Come morning, I throw my covers aside, throw my legs over the edge of the bed, turn on my bedside lamp, turn on my bedside radio for a first dose of the daily news, then pull on some clothes and head for the kitchen to get a pot of coffee going. That done, it’s time to turn on my computer and pick my way through the latest reports on all things climate.
Put another way, I start my climate-oriented day by doing my bit to heat the planet just a little more, simply because everything from my bedside lamp and radio to my kitchen stove and computer are powered by electricity.

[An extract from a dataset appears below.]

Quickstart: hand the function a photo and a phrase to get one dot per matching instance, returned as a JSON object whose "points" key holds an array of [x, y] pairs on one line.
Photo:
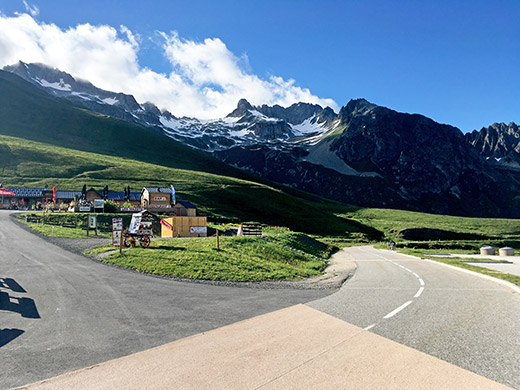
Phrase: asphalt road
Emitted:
{"points": [[460, 318], [60, 311]]}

Electricity where I live is powered by coal. So, here I sit, typing these words into a coal-fired computer, sipping coffee heated on a coal-fired stove, listening to news and music on a coal-fired radio, effectively pushing atmospheric CO2 density higher than the normal background levels that have kept the planet from being too cold to support Life. It boils down to my own daily creation of too much of an otherwise good thing.
I do all this knowing full well that I’m adding to the increasing risk for things that many people care about deeply, including children going outdoors to play and adults going outdoors to work. A team led by the University of Hawaii’s Camilo Mora cites evidence that “it is unlikely that human physiology will evolve the necessary higher heat tolerance, highlighting that outdoor conditions will remain deadly.”
Mora has since said, “What we’re understanding is that the human body is actually very sensitive to heat, and that suggests pretty much everybody’s at risk. ” He went on to warn that “This is coming at our doors right now.”